Ronen Kenig, director of security solutions for online-security provider Radware, says OpUSA appeared to be an unorganized attack that relied on unsophisticated tools, relative to the attack power Izz ad-Din al-Qassam Cyber Fighters has been using.
"al-Qassam is bringing a new level to this game, which we are not seeing from other hacking groups," he says. "In OpUSA, I believe the main thing is that they were not organized and could not recruit any botnet to conduct the attacks."
Lack of Coordination
Like Operation Israel, which members of Anonymous unsuccessfully waged against Israeli government and business sites last month, the OpUSA attack appears to have lacked coordination and purpose, Kenig says.
"This attack looks even less significant than OpIsrael," he says. "The attack tools and volume of the attacks were all significantly lower. And it's really hard to define what Anonymous is. There are so many groups. How do you know exactly who is involved?"
Jim Riva of online security provider Check Point Software Technologies says OpUSA was likely unsuccessful for a number of reasons "having to do with the complexity of attack methods and the preparedness of target networks."
Researcher Gary Warner of the University of Alabama at Birmingham, where he tracks cyber-attacks, says the online takedowns so far attributed to OpUSA have been minimal.
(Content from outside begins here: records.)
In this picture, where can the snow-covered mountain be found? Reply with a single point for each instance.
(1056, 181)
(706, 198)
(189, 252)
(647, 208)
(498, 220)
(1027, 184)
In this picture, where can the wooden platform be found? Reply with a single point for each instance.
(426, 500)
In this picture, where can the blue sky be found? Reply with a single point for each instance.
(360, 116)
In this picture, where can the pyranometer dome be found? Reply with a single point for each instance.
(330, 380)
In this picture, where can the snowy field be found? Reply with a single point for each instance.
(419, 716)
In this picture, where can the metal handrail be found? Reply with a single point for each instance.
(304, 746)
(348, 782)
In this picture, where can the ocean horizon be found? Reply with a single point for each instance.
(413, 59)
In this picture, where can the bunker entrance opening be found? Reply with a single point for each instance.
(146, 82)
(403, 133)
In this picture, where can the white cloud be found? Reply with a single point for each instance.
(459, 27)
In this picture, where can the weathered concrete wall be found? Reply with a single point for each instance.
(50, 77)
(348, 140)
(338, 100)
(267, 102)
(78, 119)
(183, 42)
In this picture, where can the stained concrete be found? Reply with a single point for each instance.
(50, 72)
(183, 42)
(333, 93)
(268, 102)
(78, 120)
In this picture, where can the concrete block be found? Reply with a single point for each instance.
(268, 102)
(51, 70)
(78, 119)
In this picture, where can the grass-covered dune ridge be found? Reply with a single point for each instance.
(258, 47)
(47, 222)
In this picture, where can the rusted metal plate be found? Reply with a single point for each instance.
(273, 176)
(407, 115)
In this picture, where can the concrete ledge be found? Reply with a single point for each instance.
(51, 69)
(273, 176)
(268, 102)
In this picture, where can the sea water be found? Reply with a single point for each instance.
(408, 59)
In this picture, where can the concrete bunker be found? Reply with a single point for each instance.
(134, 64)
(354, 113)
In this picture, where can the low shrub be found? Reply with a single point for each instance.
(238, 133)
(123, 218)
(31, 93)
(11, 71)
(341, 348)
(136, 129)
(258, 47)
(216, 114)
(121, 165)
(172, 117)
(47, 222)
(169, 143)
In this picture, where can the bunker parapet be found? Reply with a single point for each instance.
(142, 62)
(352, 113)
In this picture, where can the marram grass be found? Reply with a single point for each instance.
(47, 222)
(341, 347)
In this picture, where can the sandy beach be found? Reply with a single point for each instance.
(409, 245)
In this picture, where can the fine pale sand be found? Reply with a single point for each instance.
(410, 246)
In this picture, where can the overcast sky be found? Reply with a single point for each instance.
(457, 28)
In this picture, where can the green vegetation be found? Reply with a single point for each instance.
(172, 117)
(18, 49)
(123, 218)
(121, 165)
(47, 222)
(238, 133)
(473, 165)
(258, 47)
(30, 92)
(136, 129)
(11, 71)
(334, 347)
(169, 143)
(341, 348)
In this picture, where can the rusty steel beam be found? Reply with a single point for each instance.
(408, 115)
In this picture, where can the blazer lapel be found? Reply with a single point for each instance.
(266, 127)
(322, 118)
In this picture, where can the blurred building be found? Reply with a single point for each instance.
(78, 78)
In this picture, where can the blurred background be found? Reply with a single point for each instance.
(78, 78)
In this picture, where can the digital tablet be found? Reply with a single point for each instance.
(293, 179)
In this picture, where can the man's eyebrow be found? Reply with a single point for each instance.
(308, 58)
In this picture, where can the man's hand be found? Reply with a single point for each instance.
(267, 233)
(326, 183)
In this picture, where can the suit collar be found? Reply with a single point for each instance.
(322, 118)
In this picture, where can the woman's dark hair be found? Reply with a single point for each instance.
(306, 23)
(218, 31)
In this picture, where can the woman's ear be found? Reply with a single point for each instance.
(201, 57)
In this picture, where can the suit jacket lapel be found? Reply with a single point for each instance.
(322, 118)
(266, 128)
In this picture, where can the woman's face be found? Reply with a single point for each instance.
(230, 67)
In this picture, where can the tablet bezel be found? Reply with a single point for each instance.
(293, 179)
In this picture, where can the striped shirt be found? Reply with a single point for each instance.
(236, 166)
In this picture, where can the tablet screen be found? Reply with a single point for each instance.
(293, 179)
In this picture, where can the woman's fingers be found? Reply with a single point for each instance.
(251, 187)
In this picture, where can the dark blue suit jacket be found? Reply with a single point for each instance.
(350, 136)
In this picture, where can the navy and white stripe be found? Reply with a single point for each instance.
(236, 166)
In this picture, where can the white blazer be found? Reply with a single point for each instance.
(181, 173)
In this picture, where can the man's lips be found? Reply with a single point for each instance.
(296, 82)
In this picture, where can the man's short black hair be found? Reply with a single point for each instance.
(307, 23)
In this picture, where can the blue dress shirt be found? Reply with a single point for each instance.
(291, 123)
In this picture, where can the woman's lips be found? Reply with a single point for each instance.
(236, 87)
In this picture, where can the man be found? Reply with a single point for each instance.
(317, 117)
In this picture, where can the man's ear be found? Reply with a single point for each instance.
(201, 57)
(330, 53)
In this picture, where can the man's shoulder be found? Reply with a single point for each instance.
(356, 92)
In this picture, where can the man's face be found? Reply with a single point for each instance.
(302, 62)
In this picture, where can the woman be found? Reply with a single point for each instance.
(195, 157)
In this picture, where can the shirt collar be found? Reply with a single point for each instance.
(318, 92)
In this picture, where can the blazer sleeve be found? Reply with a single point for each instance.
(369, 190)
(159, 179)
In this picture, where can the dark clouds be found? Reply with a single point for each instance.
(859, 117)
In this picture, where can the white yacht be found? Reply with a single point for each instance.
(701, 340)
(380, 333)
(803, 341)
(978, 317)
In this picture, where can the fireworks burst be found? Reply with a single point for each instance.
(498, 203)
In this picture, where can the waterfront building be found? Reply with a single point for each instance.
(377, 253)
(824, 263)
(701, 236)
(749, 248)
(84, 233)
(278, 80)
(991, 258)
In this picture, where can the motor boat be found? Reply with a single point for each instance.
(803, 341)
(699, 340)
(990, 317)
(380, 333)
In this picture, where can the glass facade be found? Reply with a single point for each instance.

"[They've] had a couple moderately interesting successes, such as adding a host to Microsoft's Republic of the Congo domain name and the very short-lived defacement of a small bank in Arkansas," he says. The group also appears to have mistakenly targeted a blood-bank site, which a non-English-speaking hacker apparently thought was Bank of America, he adds.
John Walker, the chairman of ISACA's Security Advisory Group in London, who's been tracking international DDoS activity since the fall of last year, says OpUSA's perceived failure should not be taken as a sign that hacktivist attacks can be ignored. All attacks and campaigns such as this have to be taken seriously, he says.
"There is also the matter of the distraction attacks, which are employing DDoS as the noisy knock on the door, whilst the real business is taking place at some other logical place within the organization," Walker says. "No matter what statements are made by any attacker, businesses should not allow any information, or disinformation, to sway their judgment to stand down, or to reduce their defense, for that could prove to be the biggest mistake they could make in the face of dynamic adversity."